Python naive Bayesian classification mnist datasets

Last Update:2018-07-28 Source: Internet

Author: User

Developer on Alibaba Coud: Build your first app with APIs, SDKs, and tutorials on the Alibaba Cloud. Read more ＞

Implementation code:
Import struct
From numpy Import *
Import NumPy as NP
Import time
def read_image (file_name):
#先用二进制方式把文件都读进来
File_handle=open (file_name, "RB") #以二进制打开文档
File_content=file_handle.read () #读取到缓冲区中
Offset=0
Head = Struct.unpack_from (' >iiii ', file_content, offset) # takes the first 4 integers, returns a tuple
Offset + = struct.calcsize (' &GT;IIII ')
Imgnum = head[1] #图片数
rows = head[2] #宽度
cols = head[3] #高度

Images=np.empty ((Imgnum, 784)) #empty, is that all elements in the array that it is common are empty and have no practical meaning, it is the fastest way to create an array
image_size=rows*cols# the size of a single picture
Fmt= ' > ' + str (image_size) + ' B ' #单个图片的format

For I in Range (Imgnum):
Images[i] = Np.array (Struct.unpack_from (FMT, file_content, offset))
# Images[i] = Np.array (Struct.unpack_from (FMT, file_content, offset)).
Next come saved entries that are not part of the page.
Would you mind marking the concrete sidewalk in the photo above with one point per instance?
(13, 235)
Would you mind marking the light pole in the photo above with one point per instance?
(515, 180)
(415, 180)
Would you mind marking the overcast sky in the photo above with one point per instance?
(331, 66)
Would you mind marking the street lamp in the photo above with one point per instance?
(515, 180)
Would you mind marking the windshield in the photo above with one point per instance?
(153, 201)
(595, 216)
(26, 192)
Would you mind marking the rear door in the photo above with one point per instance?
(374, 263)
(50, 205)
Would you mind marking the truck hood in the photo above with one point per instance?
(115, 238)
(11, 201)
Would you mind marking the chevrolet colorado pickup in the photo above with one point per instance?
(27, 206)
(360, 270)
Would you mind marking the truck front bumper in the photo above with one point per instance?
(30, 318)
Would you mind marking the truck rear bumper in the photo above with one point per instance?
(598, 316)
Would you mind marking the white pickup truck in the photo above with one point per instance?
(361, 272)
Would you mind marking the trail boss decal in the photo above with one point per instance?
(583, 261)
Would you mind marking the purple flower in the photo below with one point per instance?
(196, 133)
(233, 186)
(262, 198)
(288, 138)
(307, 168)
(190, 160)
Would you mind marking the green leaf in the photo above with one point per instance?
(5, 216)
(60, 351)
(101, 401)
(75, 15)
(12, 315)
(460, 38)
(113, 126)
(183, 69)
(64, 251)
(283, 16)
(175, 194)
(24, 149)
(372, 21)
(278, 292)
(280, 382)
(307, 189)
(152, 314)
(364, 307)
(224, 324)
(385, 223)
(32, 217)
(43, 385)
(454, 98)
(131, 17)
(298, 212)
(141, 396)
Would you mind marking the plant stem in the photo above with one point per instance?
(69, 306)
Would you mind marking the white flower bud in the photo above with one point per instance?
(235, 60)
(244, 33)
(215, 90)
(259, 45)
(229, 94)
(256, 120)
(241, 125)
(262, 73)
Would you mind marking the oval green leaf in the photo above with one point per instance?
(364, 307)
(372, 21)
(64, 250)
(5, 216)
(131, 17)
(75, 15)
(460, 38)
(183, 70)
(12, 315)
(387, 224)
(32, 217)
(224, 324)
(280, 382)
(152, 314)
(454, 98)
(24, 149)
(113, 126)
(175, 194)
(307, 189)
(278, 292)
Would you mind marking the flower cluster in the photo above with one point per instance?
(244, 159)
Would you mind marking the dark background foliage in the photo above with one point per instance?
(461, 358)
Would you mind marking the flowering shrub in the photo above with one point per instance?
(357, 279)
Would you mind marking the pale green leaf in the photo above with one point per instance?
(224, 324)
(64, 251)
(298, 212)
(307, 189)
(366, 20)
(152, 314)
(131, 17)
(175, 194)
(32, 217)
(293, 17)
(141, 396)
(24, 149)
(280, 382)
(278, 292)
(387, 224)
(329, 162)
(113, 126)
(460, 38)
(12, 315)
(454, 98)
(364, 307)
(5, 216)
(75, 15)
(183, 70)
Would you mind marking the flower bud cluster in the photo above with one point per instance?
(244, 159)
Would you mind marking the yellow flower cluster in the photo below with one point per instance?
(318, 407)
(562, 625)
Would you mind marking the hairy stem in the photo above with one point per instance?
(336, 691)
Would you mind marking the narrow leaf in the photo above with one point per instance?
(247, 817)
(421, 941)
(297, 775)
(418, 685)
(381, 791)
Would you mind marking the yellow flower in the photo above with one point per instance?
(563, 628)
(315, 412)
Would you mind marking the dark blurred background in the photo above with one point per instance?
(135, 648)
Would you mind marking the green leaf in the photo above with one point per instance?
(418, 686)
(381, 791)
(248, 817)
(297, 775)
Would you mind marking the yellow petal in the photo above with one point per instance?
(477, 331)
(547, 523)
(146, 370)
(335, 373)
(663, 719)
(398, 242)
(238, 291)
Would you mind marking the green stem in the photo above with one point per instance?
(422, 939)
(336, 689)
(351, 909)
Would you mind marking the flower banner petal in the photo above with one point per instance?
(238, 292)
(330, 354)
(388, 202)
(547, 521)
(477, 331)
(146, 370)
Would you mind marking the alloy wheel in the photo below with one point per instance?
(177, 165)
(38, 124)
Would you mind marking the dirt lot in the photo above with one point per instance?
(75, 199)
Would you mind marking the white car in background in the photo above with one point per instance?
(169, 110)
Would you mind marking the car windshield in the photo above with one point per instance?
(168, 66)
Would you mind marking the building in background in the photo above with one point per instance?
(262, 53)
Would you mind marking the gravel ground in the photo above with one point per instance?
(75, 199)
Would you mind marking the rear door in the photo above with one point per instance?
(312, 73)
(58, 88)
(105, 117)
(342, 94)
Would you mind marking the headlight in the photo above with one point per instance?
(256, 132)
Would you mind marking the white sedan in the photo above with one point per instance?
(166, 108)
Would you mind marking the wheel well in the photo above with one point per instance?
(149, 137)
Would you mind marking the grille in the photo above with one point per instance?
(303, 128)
Reshape ((rows, cols))
Offset + = struct.calcsize (FMT)
return images

#读取标签
def read_label (file_name):
File_handle = open (file_name, "RB") # Opens the document in binary
File_content = File_handle.read () # read into buffer

Head = Struct.unpack_from (' >ii ', file_content, 0) # takes the first 2 integers, returns a tuple
offset = struct.calcsize (' >ii ')

Labelnum = head[1] # label number
# Print (Labelnum)
bitsstring = ' > ' + str (labelnum) + ' B ' # FMT format: ' >47040000b '
Label = Struct.unpack_from (bitsstring, file_content, offset) # takes data, returns a tuple
Return Np.array (label)

Def loaddataset ():
#mnist
Train_x_filename= "Train-images-idx3-ubyte"
Train_y_filename= "Train-labels-idx1-ubyte"
Test_x_filename= "T10k-images-idx3-ubyte"
Test_y_filename= "T10k-labels-idx1-ubyte"

# #fashion Mnist
# train_x_filename= "Fashion-train-images-idx3-ubyte"
# train_y_filename= "Fashion-train-labels-idx1-ubyte"
# test_x_filename= "Fashion-t10k-images-idx3-ubyte"
# test_y_filename= "Fashion-t10k-labels-idx1-ubyte"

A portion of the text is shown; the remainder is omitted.